ShardExpander¶
- class torchdata.datapipes.iter.ShardExpander(source_datapipe: IterDataPipe[str])¶
Expands incoming shard strings into shards.
Sharded data files are named using shell-like brace notation. For example, an ImageNet dataset sharded into 1200 shards and stored on a web server might be named imagenet-{000000..001199}.tar.
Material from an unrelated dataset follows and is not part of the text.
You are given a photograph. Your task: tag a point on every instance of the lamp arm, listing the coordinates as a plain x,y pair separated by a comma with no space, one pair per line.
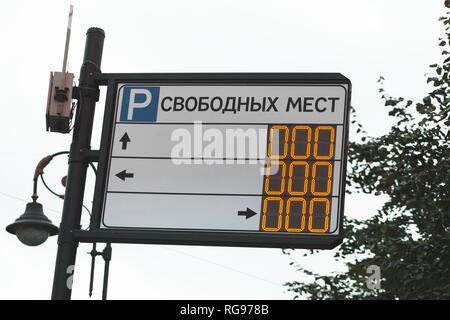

Note that shard names can be expanded without any server transactions; this makes shard_expand reproducible and storage system independent (unlike :class .FileLister etc.).
- Parameters:
source_datapipe – a DataPipe yielding a stream of pairs
- Returns:
a DataPipe yielding a stream of expanded pathnames.
Example
>>> from torchdata.datapipes.iter import IterableWrapper >>> source_dp = IterableWrapper(["ds-{00..05}.tar"]) >>> expand_dp = source_dp.shard_expand() >>> list(expand_dp) ['ds-00.tar', 'ds-01.tar', 'ds-02.tar', 'ds-03.tar', 'ds-04.tar', 'ds-05.tar'] >>> source_dp = IterableWrapper(["imgs_{00..05}.tar", "labels_{00..05}.tar"]) >>> expand_dp = source_dp.shard_expand() >>> list(expand_dp) ['imgs_00.tar', 'imgs_01.tar', 'imgs_02.tar', 'labels_00.tar', 'labels_01.tar', 'labels_02.tar']